Loin de questionner ce concept fantomatique de possible, la philosophie l’a chargé de faire qu’« être » devienne un verbe d’action. En mélangeant le pouvoir-faire et l’être, elle a forgé le mirage du pouvoir-être. Ce que Parménide savait, à savoir que le chemin du possible s’ouvre là où finit la voie de l’être, ses successeurs ont aussitôt voulu l’oublier. La relecture minutieuse de son Poème projette en effet un éclairage neuf non seulement sur l’ontologie, mais encore sur les philosophes post-parménidiens, dont les rêves de meurtre à son endroit trahissent les fils indignes.
Ce travail engage à la fois une redéfinition pratique du concept de possible et une nouvelle histoire de la philosophie qui part de la krisis parménidienne pour aboutir à un usage inconscient du possible chez Bergson lui-même, en passant par Platon, Aristote, Leibniz, et Hegel, qui cultivent chacun à leur façon ce mystère ontologique.

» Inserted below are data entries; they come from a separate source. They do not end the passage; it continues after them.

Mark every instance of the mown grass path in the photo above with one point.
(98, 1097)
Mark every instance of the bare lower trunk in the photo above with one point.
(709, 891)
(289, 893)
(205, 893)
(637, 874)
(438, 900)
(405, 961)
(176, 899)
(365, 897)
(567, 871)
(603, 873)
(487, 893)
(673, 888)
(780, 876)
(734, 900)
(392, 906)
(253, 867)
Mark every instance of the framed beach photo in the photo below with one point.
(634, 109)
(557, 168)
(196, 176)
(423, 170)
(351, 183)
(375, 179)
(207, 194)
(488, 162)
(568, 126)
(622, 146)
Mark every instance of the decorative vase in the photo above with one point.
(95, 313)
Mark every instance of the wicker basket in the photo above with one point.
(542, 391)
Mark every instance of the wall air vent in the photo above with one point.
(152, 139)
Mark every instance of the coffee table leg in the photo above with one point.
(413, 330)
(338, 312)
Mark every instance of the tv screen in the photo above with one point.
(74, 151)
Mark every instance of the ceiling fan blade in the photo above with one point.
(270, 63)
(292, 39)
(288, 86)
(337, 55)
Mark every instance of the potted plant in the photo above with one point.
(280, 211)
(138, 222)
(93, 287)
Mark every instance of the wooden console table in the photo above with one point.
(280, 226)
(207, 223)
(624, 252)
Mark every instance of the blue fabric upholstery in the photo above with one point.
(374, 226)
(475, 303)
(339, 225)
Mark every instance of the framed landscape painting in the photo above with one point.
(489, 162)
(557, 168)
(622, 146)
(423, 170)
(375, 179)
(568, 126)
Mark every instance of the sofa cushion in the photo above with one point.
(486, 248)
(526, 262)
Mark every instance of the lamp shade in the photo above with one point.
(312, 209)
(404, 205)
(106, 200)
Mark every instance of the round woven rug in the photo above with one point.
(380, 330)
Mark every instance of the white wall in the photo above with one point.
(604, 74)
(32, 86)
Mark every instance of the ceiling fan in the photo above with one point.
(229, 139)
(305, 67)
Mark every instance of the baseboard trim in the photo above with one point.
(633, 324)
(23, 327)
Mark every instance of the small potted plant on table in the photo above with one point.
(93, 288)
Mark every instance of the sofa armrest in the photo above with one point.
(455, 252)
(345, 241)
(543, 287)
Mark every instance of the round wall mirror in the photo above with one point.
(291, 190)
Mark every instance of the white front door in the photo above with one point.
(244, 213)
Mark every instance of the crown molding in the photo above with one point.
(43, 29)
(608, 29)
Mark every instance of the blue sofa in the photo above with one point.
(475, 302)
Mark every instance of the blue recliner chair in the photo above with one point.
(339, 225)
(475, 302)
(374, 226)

L’objet du présent ouvrage est de dissiper le spectre du possible en revenant de ces conceptions magiques à un concept critique du possible. S’il est urgent de chasser le possible hors de la sphère de l’être, c’est non seulement au nom de l’ontologie, pour désolidariser l’être du faire, mais encore au nom de la politique, pour libérer le faire de l’être et ne plus oublier que l’homme est la mesure du possible.
Guillaume Pigeard de Gurbert, agrégé, docteur en philosophie, est professeur de première supérieure. Le spectre du possible, qui porte sur les usages philosophiques du possible, forme un diptyque avec Le mouchoir de Desdémone (Actes Sud) qui en étudie les fonctions artistiques. Son précédent livre, Kant et le temps, est paru chez Kimé.